(Description nicked from B&N.com.)
“As Denver adjusts to a new master vampire, Kitty gets word of an intruder in the Denver werewolf pack’s territory, and she investigates the challenge to her authority. She follows the scent of the lycanthrope through the mountains where she is lured into a trap, tranquilized, and captured. When she wakes up, she finds herself in a defunct silver mine: the perfect cage for a werewolf. Her captors are a mysterious cult seeking to induct Kitty into their ranks in a ritual they hope will put an end to Dux Bellorum. Though skeptical of their power, even Kitty finds herself struggling to resist joining their cause. Whatever she decides, they expect Kitty to join them in their plot . . . willingly or otherwise.”
The Kitty Norville series is one that I’ve been following since it first debuted. I’ve always liked its combination of interesting characters, unique takes on vampire/werewolf myths, and the author’s willingness to include fantastic creatures that aren’t normally seen. I think that a lot of the series’ charm lies in seeing Kitty and her pack struggling to deal with normal human society. Unfortunately, Kitty in the Underworld has almost none of those signature elements.
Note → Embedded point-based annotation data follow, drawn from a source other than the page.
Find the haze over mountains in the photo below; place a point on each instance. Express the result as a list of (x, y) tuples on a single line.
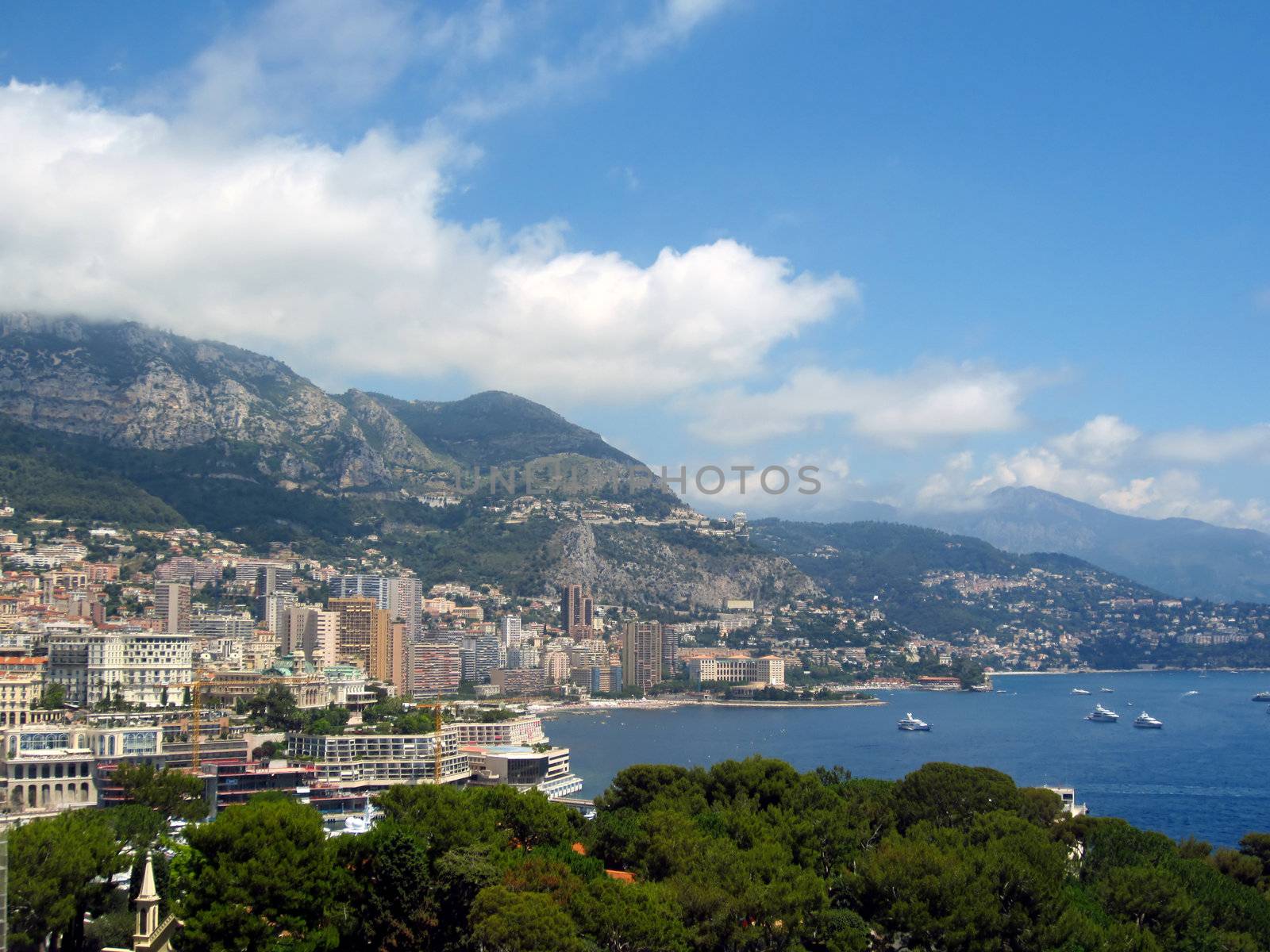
[(1184, 558), (225, 436)]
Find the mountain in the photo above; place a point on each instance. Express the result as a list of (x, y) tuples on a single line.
[(498, 429), (1184, 558), (129, 424), (1047, 608)]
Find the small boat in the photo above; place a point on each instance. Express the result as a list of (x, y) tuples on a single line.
[(912, 724), (1103, 715)]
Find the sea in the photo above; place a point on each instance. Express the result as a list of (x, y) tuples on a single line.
[(1206, 774)]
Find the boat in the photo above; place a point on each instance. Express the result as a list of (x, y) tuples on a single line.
[(912, 724), (1103, 715)]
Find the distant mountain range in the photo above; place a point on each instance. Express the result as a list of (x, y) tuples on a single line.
[(125, 422), (1184, 558)]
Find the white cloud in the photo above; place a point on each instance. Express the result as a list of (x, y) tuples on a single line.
[(338, 259), (1206, 446), (960, 484), (933, 400), (1102, 441)]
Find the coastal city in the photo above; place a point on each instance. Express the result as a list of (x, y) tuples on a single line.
[(285, 673), (657, 476)]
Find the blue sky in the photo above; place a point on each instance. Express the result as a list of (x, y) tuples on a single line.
[(933, 249)]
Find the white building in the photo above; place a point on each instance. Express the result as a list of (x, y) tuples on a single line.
[(141, 668), (520, 731), (740, 670)]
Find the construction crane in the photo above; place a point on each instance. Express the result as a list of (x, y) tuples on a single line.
[(436, 743), (196, 698)]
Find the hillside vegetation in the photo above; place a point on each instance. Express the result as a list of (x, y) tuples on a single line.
[(745, 857)]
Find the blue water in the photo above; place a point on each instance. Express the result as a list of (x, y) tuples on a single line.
[(1206, 774)]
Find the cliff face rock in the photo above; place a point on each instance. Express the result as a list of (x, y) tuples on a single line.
[(137, 387), (641, 565)]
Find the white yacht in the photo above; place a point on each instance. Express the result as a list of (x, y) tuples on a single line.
[(912, 724), (1103, 715)]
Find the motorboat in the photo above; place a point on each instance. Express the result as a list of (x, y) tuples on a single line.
[(1103, 715), (912, 724)]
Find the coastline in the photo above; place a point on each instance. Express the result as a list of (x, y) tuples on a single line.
[(667, 704), (1127, 670)]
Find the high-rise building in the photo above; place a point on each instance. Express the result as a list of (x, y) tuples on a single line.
[(641, 654), (359, 622), (556, 666), (400, 597), (391, 649), (313, 632), (436, 664), (510, 631), (171, 607), (273, 578), (479, 658), (670, 653), (577, 612), (273, 608)]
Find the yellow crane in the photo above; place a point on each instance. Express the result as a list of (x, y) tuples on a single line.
[(436, 743), (196, 700)]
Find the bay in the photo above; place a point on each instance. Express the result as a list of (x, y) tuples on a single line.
[(1206, 774)]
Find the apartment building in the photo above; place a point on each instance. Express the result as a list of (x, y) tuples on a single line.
[(768, 670), (171, 607), (641, 654), (436, 664), (19, 695), (520, 730), (141, 668), (311, 632), (378, 761)]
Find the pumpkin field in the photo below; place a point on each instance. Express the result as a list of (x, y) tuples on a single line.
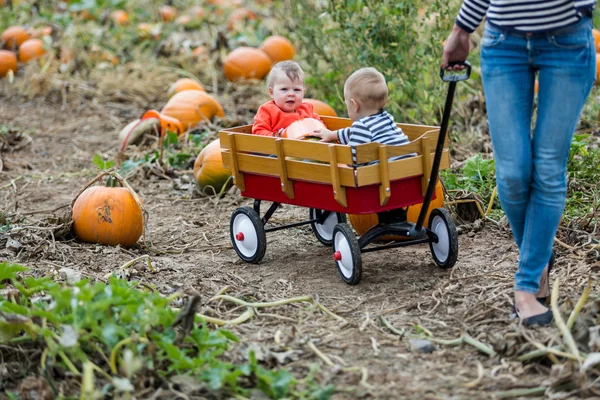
[(118, 277)]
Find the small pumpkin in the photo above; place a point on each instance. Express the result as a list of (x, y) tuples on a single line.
[(168, 13), (363, 222), (136, 129), (238, 17), (302, 128), (198, 12), (209, 172), (14, 36), (191, 107), (107, 215), (200, 52), (119, 17), (183, 20), (278, 48), (184, 84), (8, 62), (31, 49), (246, 63), (321, 108)]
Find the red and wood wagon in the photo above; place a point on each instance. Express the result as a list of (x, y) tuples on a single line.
[(323, 178)]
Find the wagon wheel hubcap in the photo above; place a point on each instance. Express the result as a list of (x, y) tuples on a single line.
[(345, 262), (246, 239), (442, 247)]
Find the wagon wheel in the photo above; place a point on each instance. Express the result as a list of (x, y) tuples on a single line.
[(248, 235), (346, 253), (445, 249), (324, 231)]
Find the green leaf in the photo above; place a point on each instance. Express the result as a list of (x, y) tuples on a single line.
[(9, 270)]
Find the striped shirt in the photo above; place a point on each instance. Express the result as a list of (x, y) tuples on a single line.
[(378, 128), (523, 15)]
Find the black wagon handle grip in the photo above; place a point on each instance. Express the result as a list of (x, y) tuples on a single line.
[(451, 75)]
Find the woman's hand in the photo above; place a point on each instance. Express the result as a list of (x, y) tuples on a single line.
[(325, 134), (457, 48)]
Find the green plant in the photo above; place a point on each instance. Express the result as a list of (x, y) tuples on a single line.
[(111, 336), (403, 40)]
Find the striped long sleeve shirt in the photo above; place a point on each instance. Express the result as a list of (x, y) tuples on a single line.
[(523, 15), (379, 128)]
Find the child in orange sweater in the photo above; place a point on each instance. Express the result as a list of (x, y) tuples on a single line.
[(286, 88)]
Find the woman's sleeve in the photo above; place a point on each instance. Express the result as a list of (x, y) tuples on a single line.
[(262, 123), (471, 14)]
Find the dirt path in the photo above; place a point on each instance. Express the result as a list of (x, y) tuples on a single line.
[(190, 245)]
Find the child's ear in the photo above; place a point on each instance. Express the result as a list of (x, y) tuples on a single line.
[(355, 106)]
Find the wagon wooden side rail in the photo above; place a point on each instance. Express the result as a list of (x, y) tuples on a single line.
[(321, 175)]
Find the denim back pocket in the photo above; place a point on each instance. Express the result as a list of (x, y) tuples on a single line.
[(579, 39), (492, 37)]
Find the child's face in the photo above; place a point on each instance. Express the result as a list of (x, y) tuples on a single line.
[(287, 94)]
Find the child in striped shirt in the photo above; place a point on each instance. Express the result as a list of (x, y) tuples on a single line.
[(365, 95)]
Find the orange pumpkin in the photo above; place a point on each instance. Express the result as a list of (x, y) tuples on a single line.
[(184, 84), (168, 13), (31, 49), (119, 17), (238, 17), (363, 222), (166, 122), (321, 108), (41, 32), (246, 63), (107, 215), (278, 48), (209, 170), (200, 52), (596, 34), (8, 62), (183, 20), (14, 36), (191, 107), (302, 128), (198, 12)]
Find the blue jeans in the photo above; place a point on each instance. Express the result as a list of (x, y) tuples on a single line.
[(531, 165)]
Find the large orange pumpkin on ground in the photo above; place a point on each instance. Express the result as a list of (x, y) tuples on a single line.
[(363, 222), (107, 215), (246, 63), (31, 49), (278, 48), (209, 171), (191, 107), (14, 36), (302, 128), (184, 84), (321, 108), (8, 62)]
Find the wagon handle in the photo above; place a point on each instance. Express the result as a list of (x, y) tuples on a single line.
[(451, 76)]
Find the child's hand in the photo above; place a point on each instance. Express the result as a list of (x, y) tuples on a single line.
[(325, 134)]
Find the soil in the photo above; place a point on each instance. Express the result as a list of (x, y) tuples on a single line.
[(189, 246)]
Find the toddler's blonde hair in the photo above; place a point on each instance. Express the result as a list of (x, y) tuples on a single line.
[(368, 86), (291, 68)]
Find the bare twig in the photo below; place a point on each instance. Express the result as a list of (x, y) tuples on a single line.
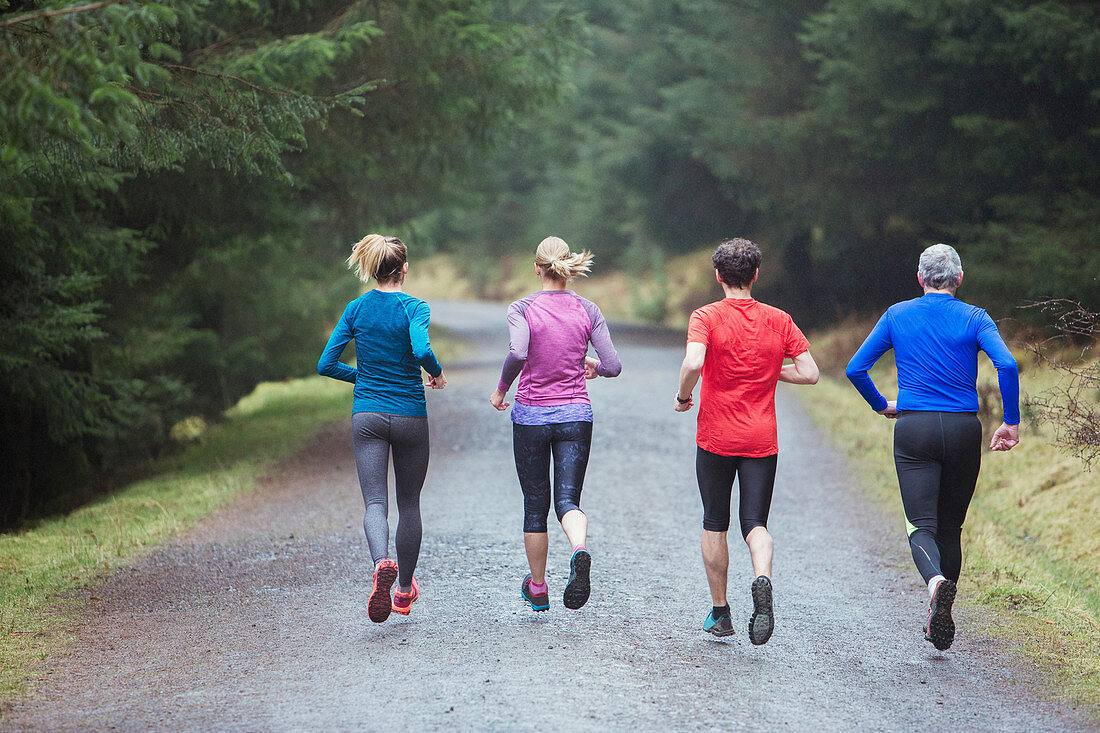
[(1070, 406), (221, 76)]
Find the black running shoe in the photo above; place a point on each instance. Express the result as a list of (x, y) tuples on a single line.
[(721, 626), (578, 589), (761, 622), (939, 630), (540, 602)]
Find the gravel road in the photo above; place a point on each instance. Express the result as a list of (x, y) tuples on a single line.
[(255, 620)]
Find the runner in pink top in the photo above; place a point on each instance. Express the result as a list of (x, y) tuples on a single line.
[(554, 362), (549, 334)]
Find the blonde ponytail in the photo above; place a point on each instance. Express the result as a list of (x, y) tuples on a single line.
[(554, 259), (377, 256)]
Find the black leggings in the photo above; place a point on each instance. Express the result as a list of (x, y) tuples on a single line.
[(937, 457), (374, 437), (570, 444), (756, 478)]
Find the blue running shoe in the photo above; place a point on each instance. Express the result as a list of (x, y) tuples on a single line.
[(939, 628), (762, 620), (540, 602), (721, 626)]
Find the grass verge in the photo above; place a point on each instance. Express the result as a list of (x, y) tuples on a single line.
[(44, 561), (1031, 543)]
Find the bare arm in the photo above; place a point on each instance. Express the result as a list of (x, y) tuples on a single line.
[(803, 371), (689, 374)]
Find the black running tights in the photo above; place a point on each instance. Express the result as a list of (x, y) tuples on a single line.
[(756, 478), (937, 457)]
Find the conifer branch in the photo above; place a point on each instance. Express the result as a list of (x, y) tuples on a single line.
[(54, 13)]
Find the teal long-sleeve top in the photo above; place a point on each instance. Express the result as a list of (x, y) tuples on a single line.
[(391, 332), (936, 339)]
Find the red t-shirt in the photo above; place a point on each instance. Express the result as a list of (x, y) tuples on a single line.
[(746, 342)]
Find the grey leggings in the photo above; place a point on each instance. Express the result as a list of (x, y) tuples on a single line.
[(374, 436)]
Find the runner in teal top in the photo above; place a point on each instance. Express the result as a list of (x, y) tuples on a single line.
[(388, 417), (391, 332)]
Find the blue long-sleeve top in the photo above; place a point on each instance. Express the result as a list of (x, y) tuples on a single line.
[(936, 339), (391, 332)]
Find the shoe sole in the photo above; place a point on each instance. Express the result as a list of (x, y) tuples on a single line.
[(714, 631), (579, 588), (408, 608), (380, 604), (536, 608), (941, 625), (761, 623), (530, 601)]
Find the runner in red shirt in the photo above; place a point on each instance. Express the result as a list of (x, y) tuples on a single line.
[(738, 345)]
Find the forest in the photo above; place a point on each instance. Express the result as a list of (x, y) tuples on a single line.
[(180, 182)]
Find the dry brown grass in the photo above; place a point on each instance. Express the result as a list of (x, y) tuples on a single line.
[(1032, 540)]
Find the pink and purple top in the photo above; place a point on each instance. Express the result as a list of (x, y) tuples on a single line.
[(549, 334)]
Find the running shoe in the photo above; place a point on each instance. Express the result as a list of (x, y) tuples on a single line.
[(939, 628), (578, 588), (540, 602), (378, 605), (721, 626), (403, 601), (761, 622)]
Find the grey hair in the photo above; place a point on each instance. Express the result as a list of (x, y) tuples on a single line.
[(939, 266)]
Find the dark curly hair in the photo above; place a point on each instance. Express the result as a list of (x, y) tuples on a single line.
[(736, 261)]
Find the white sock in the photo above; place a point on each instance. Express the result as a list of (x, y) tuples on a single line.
[(935, 583)]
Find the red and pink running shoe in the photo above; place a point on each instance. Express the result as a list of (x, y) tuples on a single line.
[(378, 604)]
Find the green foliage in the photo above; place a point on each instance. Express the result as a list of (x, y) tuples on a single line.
[(179, 183), (844, 134)]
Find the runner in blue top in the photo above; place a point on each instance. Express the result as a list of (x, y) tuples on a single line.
[(388, 411), (937, 437)]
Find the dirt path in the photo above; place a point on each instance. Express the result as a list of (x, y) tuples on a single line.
[(256, 619)]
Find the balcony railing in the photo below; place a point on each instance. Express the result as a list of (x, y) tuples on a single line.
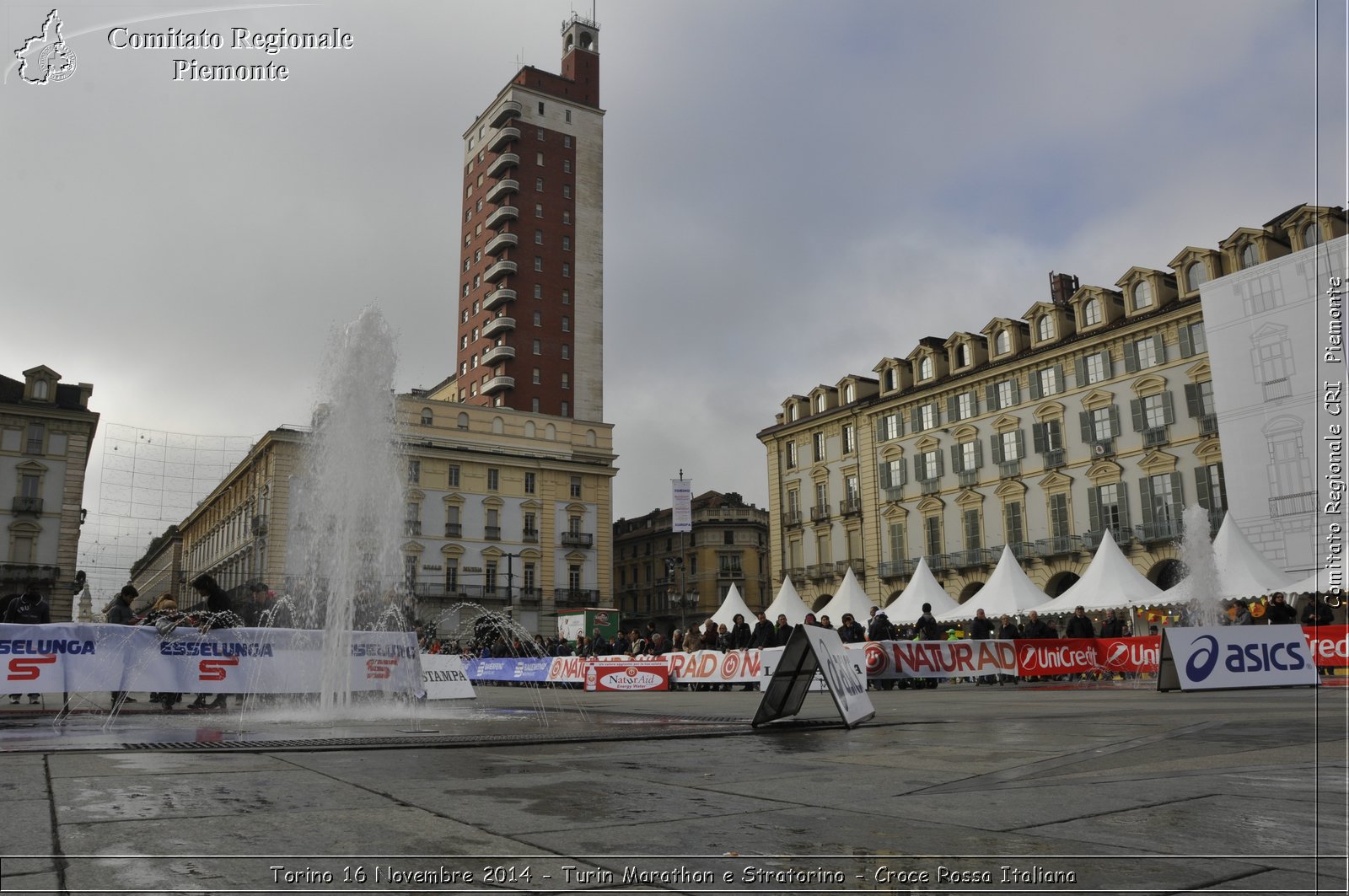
[(501, 189), (501, 164), (499, 270), (575, 597), (26, 505), (1155, 436), (505, 112), (1058, 545), (896, 568), (1159, 530), (503, 138), (1293, 505), (501, 217)]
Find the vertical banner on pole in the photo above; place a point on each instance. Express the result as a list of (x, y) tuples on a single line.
[(683, 503)]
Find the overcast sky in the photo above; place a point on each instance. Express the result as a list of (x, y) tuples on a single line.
[(793, 190)]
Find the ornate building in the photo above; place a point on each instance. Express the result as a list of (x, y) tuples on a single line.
[(46, 429), (1093, 410), (679, 579)]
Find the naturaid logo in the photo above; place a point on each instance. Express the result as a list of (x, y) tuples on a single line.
[(46, 58)]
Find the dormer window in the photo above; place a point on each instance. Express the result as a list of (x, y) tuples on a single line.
[(1197, 276), (1143, 296), (1092, 312), (1248, 255)]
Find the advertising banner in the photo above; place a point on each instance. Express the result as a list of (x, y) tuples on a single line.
[(444, 678), (1234, 656), (627, 675)]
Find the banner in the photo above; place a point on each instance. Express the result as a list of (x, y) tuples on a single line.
[(444, 678), (627, 675), (80, 656), (1234, 656)]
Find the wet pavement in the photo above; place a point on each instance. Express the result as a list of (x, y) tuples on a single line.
[(1085, 788)]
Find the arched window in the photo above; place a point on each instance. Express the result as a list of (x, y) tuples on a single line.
[(1197, 276), (1092, 312), (1143, 296)]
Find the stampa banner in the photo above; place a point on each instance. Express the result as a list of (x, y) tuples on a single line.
[(78, 656)]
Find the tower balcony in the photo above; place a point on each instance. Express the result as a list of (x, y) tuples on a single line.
[(503, 216), (503, 138), (503, 162), (499, 270), (498, 384), (505, 112), (503, 189), (501, 243), (498, 325), (498, 354)]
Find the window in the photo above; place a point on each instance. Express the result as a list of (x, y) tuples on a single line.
[(1250, 256), (1197, 274), (1092, 312)]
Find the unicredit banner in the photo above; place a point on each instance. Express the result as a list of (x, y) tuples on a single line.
[(76, 656)]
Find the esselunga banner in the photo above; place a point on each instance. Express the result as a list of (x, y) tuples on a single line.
[(78, 656)]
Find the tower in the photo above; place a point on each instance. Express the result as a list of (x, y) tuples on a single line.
[(530, 300)]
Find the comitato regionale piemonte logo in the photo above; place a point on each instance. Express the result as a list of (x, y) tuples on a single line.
[(46, 58)]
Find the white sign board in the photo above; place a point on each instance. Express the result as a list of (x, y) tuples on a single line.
[(444, 678), (1234, 656)]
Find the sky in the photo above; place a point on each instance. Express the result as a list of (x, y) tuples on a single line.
[(793, 190)]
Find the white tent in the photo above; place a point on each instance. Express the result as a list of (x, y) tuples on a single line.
[(1243, 571), (1007, 591), (923, 588), (1110, 583), (850, 598), (730, 606), (788, 604)]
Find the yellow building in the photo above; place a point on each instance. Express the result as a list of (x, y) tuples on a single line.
[(503, 509)]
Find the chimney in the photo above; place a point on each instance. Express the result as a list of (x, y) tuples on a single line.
[(1062, 287)]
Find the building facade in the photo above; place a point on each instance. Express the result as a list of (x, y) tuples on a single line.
[(503, 509), (532, 294), (46, 429), (1093, 410), (1274, 314), (679, 579)]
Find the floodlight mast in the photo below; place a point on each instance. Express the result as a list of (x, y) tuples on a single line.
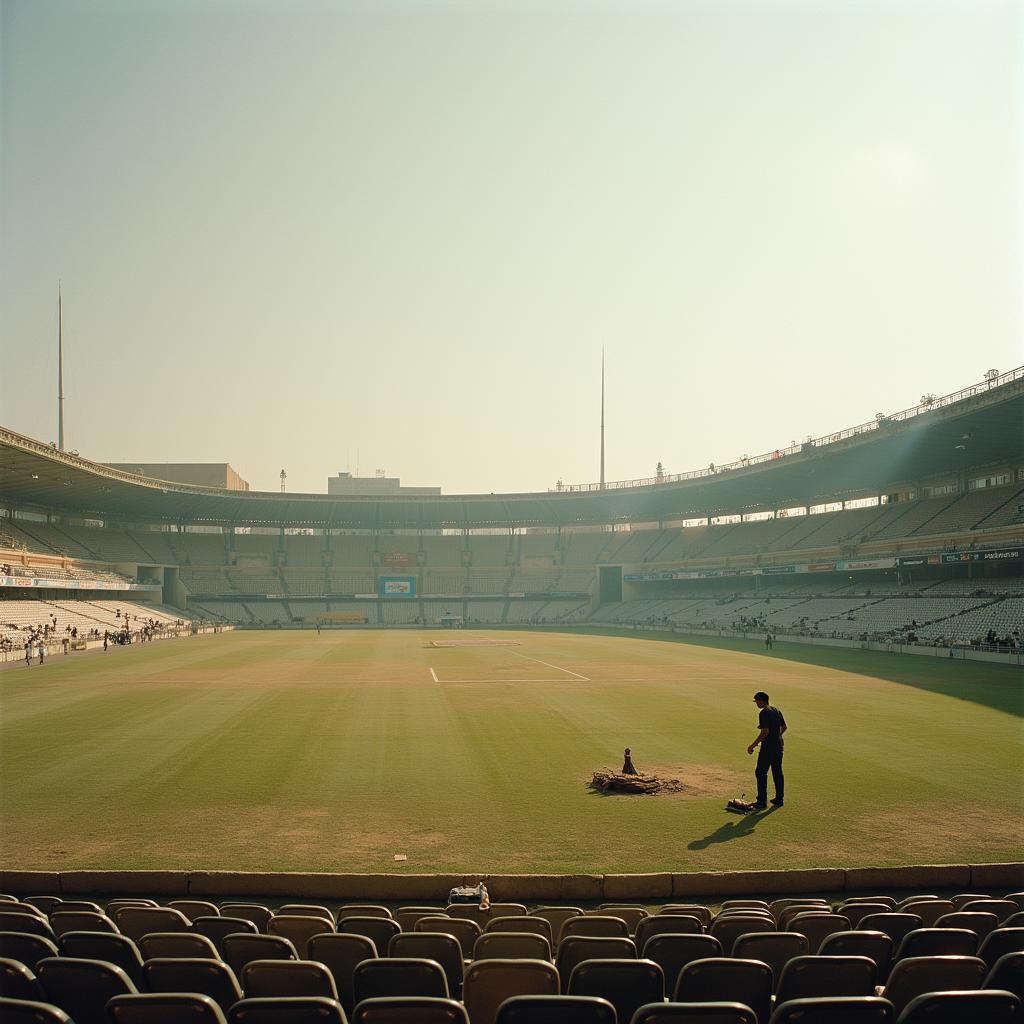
[(59, 370), (602, 417)]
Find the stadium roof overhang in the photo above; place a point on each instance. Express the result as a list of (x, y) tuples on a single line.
[(986, 428)]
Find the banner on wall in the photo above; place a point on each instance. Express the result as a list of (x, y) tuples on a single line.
[(396, 586), (991, 555), (45, 584), (906, 561)]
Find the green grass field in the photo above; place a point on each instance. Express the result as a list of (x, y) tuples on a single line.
[(291, 752)]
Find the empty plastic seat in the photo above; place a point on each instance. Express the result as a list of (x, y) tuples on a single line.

A large part of the problem lies in the setting. Kitty is kidnapped and held captive in a silver mine with only four other characters, none of whom readers have met before. I don’t mind the plot about a magical attack on Roman (Dux Bellorum), but the novel takes way too long to get to that point. Much of the page space is spent with Kitty sitting around thinking, or the other characters pontificating at her. The way the plot is set up, there really is nothing for Kitty to do but sit and listen to the others—having her in a silver mine effectively isolates her, but it also effectively keeps her from doing much of anything.
The only new character that I really connected with was Sakhmet, a werecat with a gentle personality who is in love with a werewolf named Enkidu. The other three don’t get to progress much beyond two-dimensional characters: Enkidu is a typical growly werewolf, and the other two—a vampire and a witch—don’t have enough individual page time to get a good idea of who they are.
The book certainly isn’t badly written. It has much of the humor and snark that the series is known for. What it doesn’t have is the pacing that keeps the story so interesting. It feels like a short story that got padded out to become a novel, and in my experience, that’s a tactic that seldom works out well. I had to fight to keep from skimming through parts of this book.
While I’m definitely not put off of reading this series, I must say that Kitty in the Underworld is one of the series’ weaker books. Vaughn has an interesting plot arc going on with the vampire “Long Game” and I hate to see it getting stalled.